After 46 summers of hosting a wildly popular Greek Festival at Oak Park, the St. Barbara Greek Orthodox Church decided in the fall of 2020 to host a less social but still culturally relevant fundraiser by selling traditional, homemade meals to the community under the banner of Greek Grab ’n’ Go. They repeated the formula in the spring of 2021, and now it’s back again, with orders — which range in price from $5 for dolmas and donuts to $50 for a full dinner platter — being accepted until October 16 for pickups at the church on October 29 and 30.
The event introduces many Santa Barbarans to the strikingly beautiful campus — stark white and blue structures, with colorful mosaics, set against our rugged mountains — and raises ample money for the church, which supports well-building in Tanzania, among other outreach efforts.
“The real success is that it brings our congregation together in a communal way,” said Dr. Ernest Kolendrianos, a retired pediatrician and member of the congregation for half a century. “They have fun doing it, and they’ve inherited the recipes from their parents and grandparents.”
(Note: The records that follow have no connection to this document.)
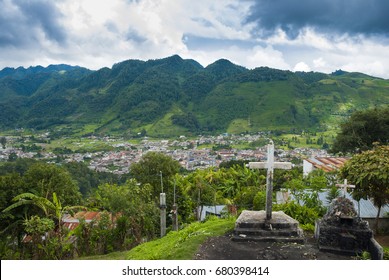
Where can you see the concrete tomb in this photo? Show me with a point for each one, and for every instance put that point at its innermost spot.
(342, 231)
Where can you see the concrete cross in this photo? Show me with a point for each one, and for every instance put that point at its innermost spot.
(344, 187)
(270, 165)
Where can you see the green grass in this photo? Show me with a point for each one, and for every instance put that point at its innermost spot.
(181, 245)
(112, 256)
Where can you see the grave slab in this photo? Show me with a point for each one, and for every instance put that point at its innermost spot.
(254, 226)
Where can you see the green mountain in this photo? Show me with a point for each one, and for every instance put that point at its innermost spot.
(173, 96)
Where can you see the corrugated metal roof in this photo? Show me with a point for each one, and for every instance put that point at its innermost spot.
(366, 207)
(327, 163)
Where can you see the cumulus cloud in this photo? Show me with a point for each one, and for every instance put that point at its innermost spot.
(29, 22)
(299, 35)
(334, 16)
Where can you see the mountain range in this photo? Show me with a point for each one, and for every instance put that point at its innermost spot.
(174, 96)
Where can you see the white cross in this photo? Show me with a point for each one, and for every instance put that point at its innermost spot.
(344, 187)
(270, 165)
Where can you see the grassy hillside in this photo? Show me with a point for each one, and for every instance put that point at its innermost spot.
(183, 244)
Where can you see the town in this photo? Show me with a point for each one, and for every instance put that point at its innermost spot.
(192, 153)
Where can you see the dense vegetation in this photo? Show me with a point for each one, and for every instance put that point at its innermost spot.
(36, 195)
(173, 96)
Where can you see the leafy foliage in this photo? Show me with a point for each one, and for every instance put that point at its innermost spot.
(369, 171)
(362, 130)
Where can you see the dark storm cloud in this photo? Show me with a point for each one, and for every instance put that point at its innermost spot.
(367, 17)
(22, 21)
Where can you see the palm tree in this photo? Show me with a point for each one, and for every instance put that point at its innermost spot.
(51, 209)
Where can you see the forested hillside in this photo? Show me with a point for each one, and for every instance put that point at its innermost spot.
(173, 96)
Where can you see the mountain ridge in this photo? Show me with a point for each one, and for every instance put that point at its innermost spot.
(184, 96)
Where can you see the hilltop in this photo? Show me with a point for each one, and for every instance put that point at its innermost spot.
(175, 96)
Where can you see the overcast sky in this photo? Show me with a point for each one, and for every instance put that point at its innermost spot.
(303, 35)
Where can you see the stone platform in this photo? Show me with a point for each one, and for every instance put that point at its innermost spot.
(253, 226)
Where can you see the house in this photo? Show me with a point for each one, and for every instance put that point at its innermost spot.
(71, 222)
(324, 163)
(364, 207)
(215, 210)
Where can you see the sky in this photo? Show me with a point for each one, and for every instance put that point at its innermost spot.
(296, 35)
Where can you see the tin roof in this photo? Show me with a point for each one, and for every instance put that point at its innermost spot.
(365, 207)
(327, 163)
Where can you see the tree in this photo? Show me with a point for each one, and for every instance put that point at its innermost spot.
(44, 179)
(152, 167)
(362, 130)
(3, 142)
(369, 171)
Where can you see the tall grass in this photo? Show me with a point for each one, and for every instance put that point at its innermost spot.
(183, 244)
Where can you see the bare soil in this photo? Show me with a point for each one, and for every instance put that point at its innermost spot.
(223, 248)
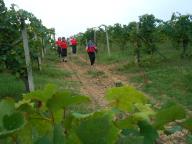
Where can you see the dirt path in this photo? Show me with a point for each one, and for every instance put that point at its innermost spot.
(93, 80)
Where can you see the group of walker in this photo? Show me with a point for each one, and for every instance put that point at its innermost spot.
(62, 45)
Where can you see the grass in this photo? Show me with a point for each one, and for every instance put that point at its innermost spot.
(166, 79)
(50, 73)
(10, 86)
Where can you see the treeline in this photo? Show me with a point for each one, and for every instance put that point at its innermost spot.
(143, 37)
(13, 23)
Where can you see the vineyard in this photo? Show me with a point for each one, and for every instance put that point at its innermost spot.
(138, 92)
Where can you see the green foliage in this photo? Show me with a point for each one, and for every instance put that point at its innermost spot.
(42, 95)
(58, 134)
(63, 99)
(131, 140)
(125, 98)
(97, 128)
(150, 134)
(7, 108)
(187, 124)
(56, 123)
(13, 121)
(168, 113)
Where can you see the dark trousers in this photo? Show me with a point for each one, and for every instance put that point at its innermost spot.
(74, 49)
(92, 57)
(59, 51)
(63, 52)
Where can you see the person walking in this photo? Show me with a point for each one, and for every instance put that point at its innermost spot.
(64, 46)
(73, 43)
(58, 43)
(91, 50)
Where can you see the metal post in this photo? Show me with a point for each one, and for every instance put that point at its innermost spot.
(27, 58)
(107, 38)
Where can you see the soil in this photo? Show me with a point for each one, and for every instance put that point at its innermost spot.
(94, 80)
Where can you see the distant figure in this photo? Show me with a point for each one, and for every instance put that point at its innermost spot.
(73, 43)
(58, 43)
(64, 49)
(91, 49)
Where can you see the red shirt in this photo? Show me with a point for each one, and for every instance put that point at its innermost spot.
(73, 41)
(91, 49)
(63, 44)
(58, 43)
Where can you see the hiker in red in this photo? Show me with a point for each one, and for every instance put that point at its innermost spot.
(58, 42)
(63, 45)
(91, 49)
(73, 43)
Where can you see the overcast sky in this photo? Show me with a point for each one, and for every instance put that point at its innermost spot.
(69, 17)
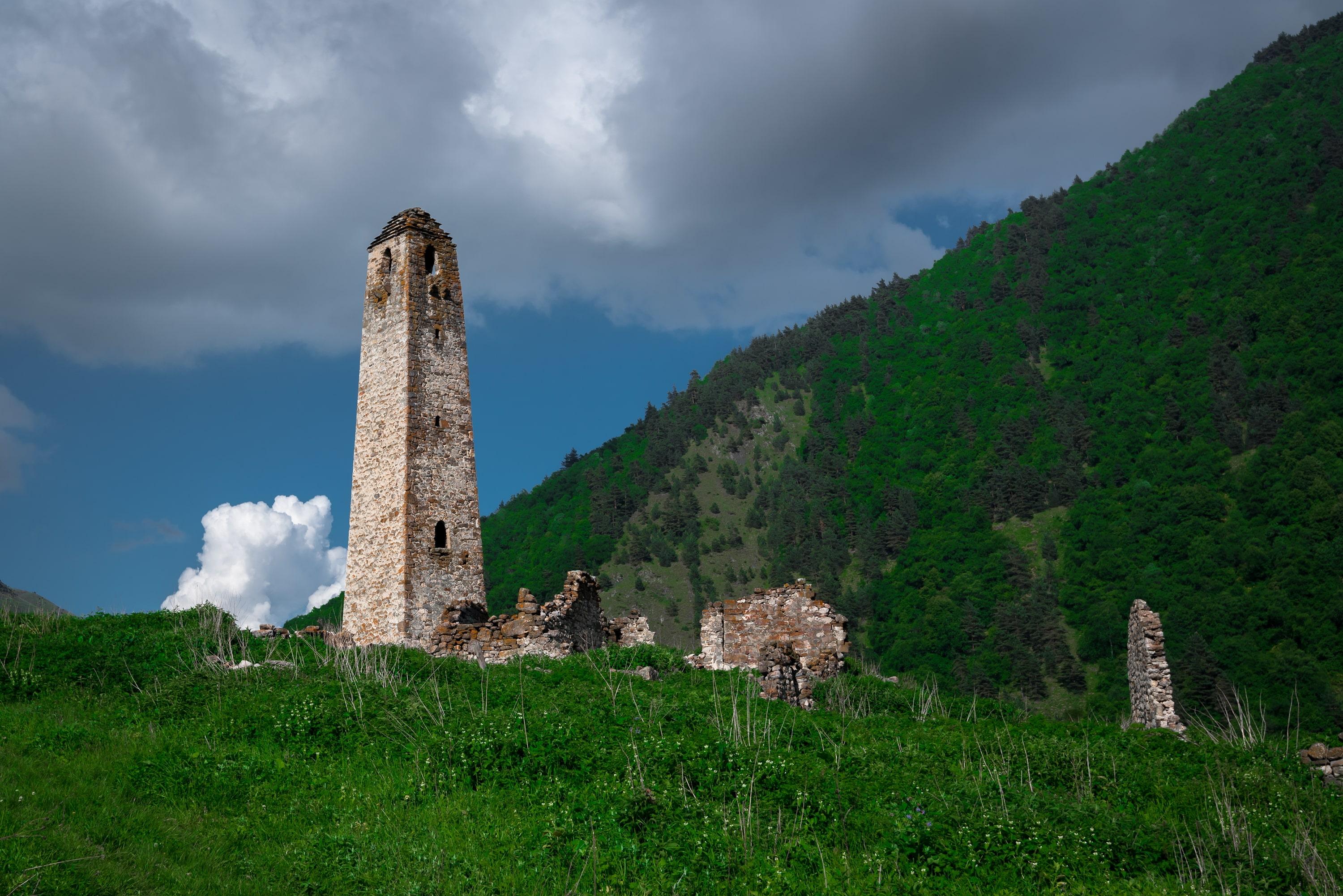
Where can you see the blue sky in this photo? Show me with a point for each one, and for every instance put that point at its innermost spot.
(634, 188)
(128, 460)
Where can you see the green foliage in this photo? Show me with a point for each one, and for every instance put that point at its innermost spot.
(332, 612)
(385, 770)
(1130, 388)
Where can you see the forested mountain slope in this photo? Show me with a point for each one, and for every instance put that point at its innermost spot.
(1129, 388)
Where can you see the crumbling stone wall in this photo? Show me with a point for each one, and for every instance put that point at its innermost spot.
(414, 529)
(787, 635)
(1149, 674)
(1326, 761)
(573, 623)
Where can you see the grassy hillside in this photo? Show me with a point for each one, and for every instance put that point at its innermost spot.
(1129, 388)
(129, 765)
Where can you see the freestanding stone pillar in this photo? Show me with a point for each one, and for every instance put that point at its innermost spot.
(1149, 675)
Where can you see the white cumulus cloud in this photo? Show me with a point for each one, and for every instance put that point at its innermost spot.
(265, 562)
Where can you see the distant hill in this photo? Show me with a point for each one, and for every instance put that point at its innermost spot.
(332, 612)
(1129, 388)
(17, 601)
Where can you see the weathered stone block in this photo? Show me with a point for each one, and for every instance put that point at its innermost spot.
(1149, 674)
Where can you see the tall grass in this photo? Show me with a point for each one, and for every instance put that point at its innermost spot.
(140, 765)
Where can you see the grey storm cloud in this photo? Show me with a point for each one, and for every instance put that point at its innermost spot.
(188, 176)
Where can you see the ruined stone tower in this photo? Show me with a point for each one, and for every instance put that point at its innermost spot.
(414, 511)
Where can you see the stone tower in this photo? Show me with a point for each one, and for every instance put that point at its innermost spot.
(1149, 674)
(414, 512)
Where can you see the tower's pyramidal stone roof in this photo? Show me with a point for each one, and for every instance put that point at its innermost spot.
(409, 219)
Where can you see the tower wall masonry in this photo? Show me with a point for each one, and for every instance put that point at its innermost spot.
(414, 444)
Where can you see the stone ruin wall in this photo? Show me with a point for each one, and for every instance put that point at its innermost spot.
(1149, 675)
(794, 640)
(573, 623)
(1326, 761)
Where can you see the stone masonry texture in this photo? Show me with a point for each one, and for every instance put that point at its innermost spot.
(787, 635)
(573, 623)
(414, 522)
(1149, 675)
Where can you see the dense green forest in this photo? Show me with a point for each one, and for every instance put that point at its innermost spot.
(1129, 388)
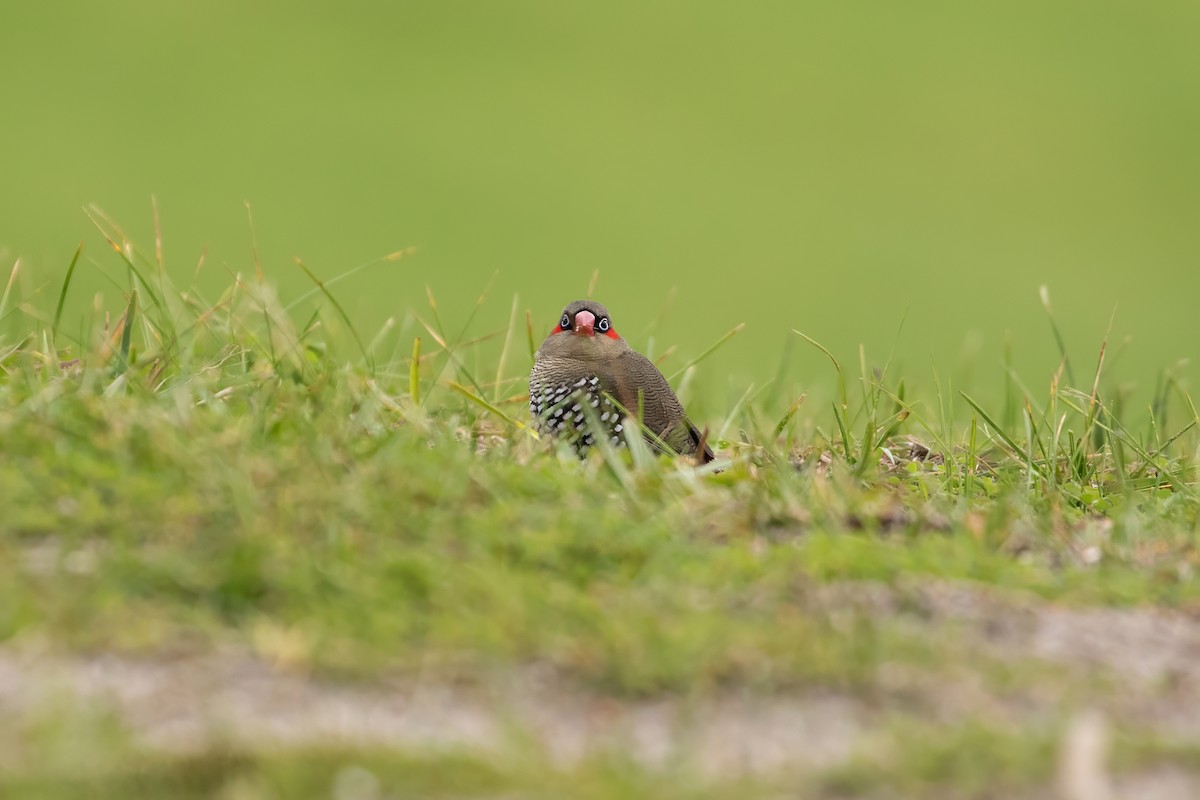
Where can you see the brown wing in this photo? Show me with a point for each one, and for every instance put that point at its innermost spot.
(661, 410)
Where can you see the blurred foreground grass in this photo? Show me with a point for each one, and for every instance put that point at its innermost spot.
(191, 475)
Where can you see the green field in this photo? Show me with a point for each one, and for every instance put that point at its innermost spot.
(274, 523)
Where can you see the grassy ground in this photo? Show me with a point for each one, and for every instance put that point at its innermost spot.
(237, 561)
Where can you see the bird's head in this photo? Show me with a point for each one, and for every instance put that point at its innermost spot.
(585, 330)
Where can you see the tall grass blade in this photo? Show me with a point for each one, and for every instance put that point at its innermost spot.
(7, 289)
(131, 310)
(414, 373)
(63, 293)
(341, 312)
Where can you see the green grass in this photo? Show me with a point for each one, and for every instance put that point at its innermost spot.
(192, 474)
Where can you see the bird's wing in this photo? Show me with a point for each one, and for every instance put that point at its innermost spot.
(661, 410)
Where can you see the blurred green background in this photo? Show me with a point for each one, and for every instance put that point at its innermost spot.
(832, 167)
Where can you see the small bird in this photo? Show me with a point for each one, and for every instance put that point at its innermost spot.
(585, 364)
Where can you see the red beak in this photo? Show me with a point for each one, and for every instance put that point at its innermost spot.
(585, 324)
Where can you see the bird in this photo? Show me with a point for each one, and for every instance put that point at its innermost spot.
(587, 382)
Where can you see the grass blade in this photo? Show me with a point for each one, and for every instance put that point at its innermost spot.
(63, 293)
(341, 312)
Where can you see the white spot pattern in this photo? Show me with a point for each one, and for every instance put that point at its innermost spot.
(558, 409)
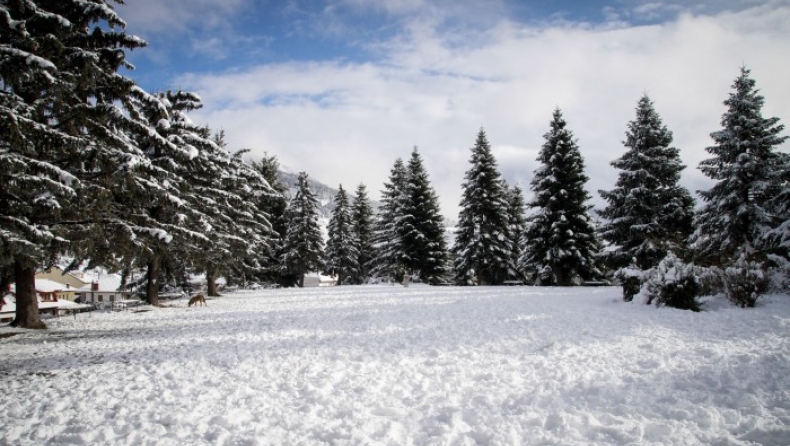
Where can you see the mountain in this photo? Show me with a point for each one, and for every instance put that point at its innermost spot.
(324, 193)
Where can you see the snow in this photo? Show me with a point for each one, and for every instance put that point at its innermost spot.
(403, 366)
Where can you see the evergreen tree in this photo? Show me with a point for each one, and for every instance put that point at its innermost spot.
(517, 221)
(389, 261)
(362, 227)
(560, 244)
(342, 257)
(303, 246)
(226, 189)
(63, 109)
(648, 213)
(483, 246)
(275, 205)
(421, 225)
(738, 212)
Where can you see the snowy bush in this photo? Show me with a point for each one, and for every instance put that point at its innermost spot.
(673, 283)
(631, 280)
(745, 282)
(710, 280)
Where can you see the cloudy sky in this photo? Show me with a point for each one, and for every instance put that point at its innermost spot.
(340, 89)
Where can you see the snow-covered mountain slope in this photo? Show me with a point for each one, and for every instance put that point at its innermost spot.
(403, 366)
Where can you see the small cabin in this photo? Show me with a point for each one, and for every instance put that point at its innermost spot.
(314, 280)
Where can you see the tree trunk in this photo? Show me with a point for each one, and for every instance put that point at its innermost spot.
(152, 286)
(211, 283)
(27, 315)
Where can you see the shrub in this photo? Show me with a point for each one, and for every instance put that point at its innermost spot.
(673, 283)
(631, 281)
(745, 282)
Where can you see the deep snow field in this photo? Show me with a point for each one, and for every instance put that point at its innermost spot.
(384, 365)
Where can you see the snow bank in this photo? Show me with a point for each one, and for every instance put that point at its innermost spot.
(403, 366)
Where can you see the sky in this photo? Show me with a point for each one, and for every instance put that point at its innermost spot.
(341, 89)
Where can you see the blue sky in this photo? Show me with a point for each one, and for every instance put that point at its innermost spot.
(341, 88)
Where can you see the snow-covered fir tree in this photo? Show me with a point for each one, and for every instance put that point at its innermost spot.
(647, 214)
(62, 111)
(362, 227)
(342, 257)
(421, 225)
(738, 210)
(275, 205)
(226, 189)
(303, 246)
(517, 221)
(389, 256)
(483, 245)
(560, 246)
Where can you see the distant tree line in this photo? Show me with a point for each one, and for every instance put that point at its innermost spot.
(98, 170)
(650, 240)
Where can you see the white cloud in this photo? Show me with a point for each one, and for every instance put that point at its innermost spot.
(175, 16)
(346, 122)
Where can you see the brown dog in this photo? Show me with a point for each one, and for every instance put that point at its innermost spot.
(197, 299)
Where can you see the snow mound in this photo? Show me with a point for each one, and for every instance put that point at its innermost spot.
(403, 366)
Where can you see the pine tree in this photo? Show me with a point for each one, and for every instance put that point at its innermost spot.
(517, 222)
(389, 259)
(62, 114)
(342, 257)
(303, 246)
(483, 247)
(362, 227)
(226, 189)
(421, 225)
(648, 213)
(560, 241)
(738, 212)
(275, 205)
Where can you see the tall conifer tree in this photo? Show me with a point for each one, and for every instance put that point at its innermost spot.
(421, 225)
(738, 210)
(342, 257)
(560, 245)
(303, 246)
(275, 205)
(62, 114)
(362, 225)
(483, 246)
(517, 221)
(389, 261)
(648, 213)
He was introduced to these foods while growing up in Virginia, surrounded by 60 other Greek families. “I might as well have been in a little Greek village,” he said. “All the customs and foods were preserved.” He’s volunteered in the church’s administration for years, but he readily admits, “I happen to be the choir director’s husband. That’s my status in the church primarily.”
There is hope that the festival may one day return, but there remains hesitation with COVID lingering. Those decisions are now up to the next generation of church leaders. “We’re blessed that this younger group of people have taken this on,” said Kolendrianos.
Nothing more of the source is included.